1. Mathew R, Zeppieri M. Ocular Amyloidosis. In: StatPearls. StatPearls Publishing; 2025.

2. Beirão JM, Malheiro J, Lemos C, Beirão I, Costa P, Torres P. Ophthalmological manifestations in hereditary transthyretin (ATTR V30M) carriers: a review of 513 cases. Amyloid. 2015;22(2):117-122.

3. Reynolds MM, Veverka KK, Gertz MA, et al. Ocular manifestations of familial transthyretin amyloidosis. Am J Ophthalmol. 2017;183:156-162.
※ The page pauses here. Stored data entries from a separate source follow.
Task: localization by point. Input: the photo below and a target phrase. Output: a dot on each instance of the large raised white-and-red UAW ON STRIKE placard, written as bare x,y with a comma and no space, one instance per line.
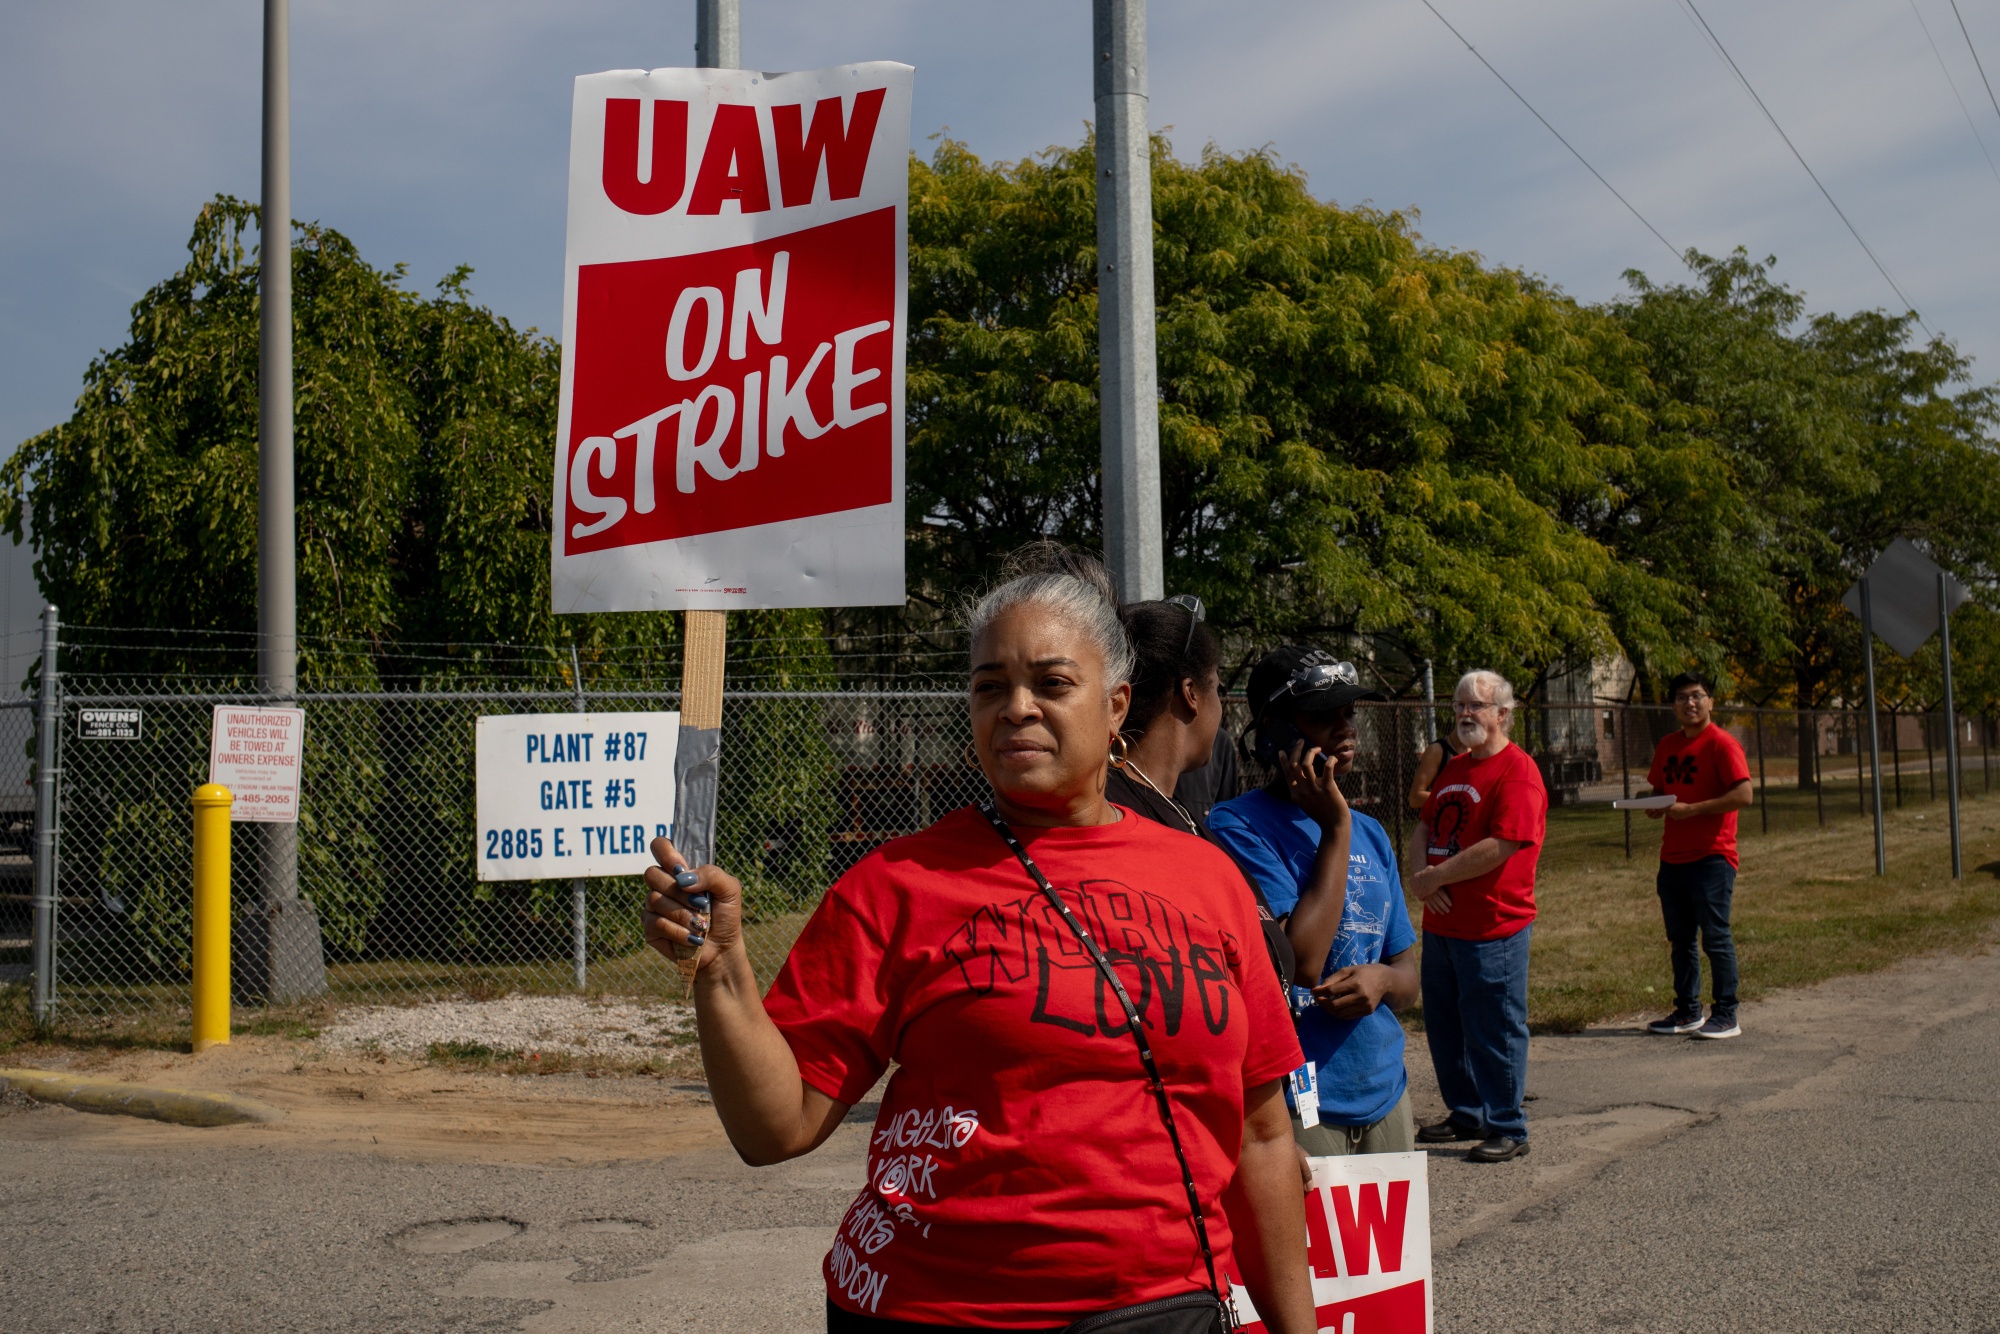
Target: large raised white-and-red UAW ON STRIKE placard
733,341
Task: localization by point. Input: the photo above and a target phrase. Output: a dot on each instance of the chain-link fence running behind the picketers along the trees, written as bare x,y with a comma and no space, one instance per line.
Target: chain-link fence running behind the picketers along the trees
811,783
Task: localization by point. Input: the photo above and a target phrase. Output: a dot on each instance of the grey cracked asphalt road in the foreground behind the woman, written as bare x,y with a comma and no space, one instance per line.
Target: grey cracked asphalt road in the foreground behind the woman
1831,1171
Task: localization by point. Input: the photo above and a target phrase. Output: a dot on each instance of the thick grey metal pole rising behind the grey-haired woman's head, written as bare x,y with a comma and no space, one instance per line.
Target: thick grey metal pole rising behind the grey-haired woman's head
1129,379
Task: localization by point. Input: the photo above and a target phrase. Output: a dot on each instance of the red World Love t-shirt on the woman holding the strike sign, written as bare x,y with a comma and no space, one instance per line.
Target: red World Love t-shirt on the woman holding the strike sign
1021,1175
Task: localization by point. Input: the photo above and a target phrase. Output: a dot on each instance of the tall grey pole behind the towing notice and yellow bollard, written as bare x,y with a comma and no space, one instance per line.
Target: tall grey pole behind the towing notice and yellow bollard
291,949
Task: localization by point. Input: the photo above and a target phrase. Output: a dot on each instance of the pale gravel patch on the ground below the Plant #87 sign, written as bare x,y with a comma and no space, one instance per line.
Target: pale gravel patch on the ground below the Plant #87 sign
515,1025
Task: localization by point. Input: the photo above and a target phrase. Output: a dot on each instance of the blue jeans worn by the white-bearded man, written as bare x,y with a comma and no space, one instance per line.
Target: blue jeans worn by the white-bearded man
1477,1025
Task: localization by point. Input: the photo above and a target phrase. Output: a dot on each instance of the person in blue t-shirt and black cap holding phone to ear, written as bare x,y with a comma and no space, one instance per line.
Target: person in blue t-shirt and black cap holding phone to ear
1331,877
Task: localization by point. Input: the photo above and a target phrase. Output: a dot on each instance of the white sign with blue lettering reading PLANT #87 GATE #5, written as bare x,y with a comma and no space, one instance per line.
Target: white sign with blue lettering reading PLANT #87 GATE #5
573,795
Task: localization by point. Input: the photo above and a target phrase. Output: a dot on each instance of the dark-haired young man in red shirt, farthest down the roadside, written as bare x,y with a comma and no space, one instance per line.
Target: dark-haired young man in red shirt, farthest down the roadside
1707,773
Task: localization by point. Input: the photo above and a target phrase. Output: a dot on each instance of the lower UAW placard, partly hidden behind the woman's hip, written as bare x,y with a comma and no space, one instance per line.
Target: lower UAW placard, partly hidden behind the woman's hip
1367,1245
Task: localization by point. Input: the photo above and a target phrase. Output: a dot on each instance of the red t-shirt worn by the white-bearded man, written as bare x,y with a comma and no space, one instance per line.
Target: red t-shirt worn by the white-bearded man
1471,801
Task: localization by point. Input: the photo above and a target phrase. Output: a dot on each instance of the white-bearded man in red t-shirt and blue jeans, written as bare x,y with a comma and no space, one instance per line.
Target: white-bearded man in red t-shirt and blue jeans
1479,841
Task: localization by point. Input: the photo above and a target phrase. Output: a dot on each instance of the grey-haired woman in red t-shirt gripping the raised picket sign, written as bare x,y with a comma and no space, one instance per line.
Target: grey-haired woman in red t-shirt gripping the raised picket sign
1087,1123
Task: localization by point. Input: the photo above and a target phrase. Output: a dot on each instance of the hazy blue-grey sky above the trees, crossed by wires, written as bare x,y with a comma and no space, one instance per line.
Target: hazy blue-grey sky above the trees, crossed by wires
435,133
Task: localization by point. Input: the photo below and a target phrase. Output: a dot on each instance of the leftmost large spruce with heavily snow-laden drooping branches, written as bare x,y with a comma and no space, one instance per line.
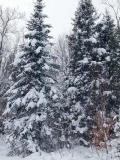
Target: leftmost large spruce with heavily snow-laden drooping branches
30,96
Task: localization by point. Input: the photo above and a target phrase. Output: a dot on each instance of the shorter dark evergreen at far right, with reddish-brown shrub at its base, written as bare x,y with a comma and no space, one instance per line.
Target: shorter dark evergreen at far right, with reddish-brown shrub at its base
104,85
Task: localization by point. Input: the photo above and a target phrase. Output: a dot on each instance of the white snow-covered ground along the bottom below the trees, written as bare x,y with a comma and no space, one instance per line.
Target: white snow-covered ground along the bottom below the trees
79,153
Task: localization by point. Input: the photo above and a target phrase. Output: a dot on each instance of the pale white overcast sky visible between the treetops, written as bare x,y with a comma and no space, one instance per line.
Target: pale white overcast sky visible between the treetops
59,12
4. Kakihara S, Hirano T, Imai A, Miyahara T, Murata T. Small gauge vitrectomy for vitreous amyloidosis and subsequent management of secondary glaucoma in patients with hereditary transthyretin amyloidosis. Sci Rep. 2020;10(1):5574.

5. Koga T, Ando E, Hirata A, et al. Vitreous opacities and outcome of vitreous surgery in patients with familial amyloidotic polyneuropathy. Am J Ophthalmol. 2003;135(2):188-193.

6. Mano F, Yonekawa Y, Kakihara S, et al. Choroidal amyloid deposition: a multicenter study of amyloid lesions identified in late indocyanine green angiography. Retina. 2022;42(10):1989-1994.

7. Attia S, Kahloun R, Mbarek S, et al. Indocyanine green angiography findings in patients with nonfamilial amyloidosis. J Ophthalmic Inflamm Infect. 2012;2(4):199-203.

8. Tasiopoulou A, Ong D, Lightman S. Characteristic needle-shaped pattern seen on OCT in a patient with ocular amyloidosis. Ophthalmol Retina. 2021;5(1):99-101.

9. Beirão NM, Matos ME, Meneres MJ, Beirão IM, Costa PP, Torres PA. Vitreous surgery impact in glaucoma development in liver transplanted familial amyloidosis ATTR V30M Portuguese patients. Amyloid. 2012;19(3):146-151.